Le onzième chapitre de ce livre de Pierre Lurçat rend compte du livre de Jean-François Braunstein, « La philosophie devenue folle : le genre, l’animal, la mort ». Pierre Lurçat reprend une partie de son livre, « Seuls dans l’Arche ? Israël, laboratoire du monde ». Je ne vais donc pas en faire un compte-rendu et me contenterai de mettre en lien la présentation (en deux parties) que j’en ai faite sur ce blog :

https://zakhor-online.com/seuls-dans-larche-1-2/

https://zakhor-online.com/seuls-dans-larche-2-2/

En conclusion, un petit mot personnel. Ces pages de Pierre Lurçat me font du bien dans la mesure où avec elles je me sens moins seul. En effet, les auteurs des livres en question prennent note des dangers qui nous menacent, des dangers que j’ai identifiés, « dans mon coin » si je puis dire. Donner forme à l’inquiétude, voire à l’angoisse, c’est déjà s’alléger de leur poids et pouvoir espérer faire preuve d’une certaine efficacité dans le combat. Autre point. J’ai toujours éprouvé, d’abord confusément (et dès l’adolescence) puis de plus en plus précisément et intensément, que le message d’Israël était central, qu’il contenait des mises en garde et des moyens d’affronter des dangers majeurs, parmi lesquels ceux que circonscrivent les livres sélectionnés par Pierre Lurçat.

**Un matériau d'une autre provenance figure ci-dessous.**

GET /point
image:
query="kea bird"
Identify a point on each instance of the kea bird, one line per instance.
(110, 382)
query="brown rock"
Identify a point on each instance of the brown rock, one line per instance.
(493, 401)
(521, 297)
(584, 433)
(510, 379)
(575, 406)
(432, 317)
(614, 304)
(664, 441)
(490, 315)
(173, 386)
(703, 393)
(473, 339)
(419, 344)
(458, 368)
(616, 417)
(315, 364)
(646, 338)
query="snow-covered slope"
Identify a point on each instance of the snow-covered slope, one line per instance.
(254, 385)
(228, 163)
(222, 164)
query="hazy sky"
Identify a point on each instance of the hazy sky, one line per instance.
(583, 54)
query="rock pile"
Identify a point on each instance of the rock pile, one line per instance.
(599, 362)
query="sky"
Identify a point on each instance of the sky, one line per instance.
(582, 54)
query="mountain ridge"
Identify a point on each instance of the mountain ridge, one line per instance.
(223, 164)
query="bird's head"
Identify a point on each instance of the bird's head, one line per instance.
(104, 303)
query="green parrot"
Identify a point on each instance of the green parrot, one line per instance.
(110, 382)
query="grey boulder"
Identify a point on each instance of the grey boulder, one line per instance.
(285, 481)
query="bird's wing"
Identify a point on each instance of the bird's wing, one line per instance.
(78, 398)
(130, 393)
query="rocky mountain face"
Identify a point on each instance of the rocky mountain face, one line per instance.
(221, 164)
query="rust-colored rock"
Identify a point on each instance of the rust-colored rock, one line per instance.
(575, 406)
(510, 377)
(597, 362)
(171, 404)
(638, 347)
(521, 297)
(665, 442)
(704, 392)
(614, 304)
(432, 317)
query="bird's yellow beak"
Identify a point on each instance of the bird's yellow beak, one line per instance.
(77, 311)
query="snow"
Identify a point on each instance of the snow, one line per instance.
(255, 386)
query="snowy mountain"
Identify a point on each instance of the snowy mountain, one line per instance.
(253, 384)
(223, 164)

Son petit livre, une sorte de répertoire, m’évoque un petit livre de Jorge Luis Borges, « Biblioteca personal » où dans une suite de très courts chapitres l’auteur recense des livres qu’il serre contre son cœur, si je puis dire. Un autre auteur de langue espagnole s’est essayé à cet exercice, Mario Vargas Llosa dans « La llamada de la tribu », une biographie intellectuelle centrée sur les lectures qui l’ont le plus influencé.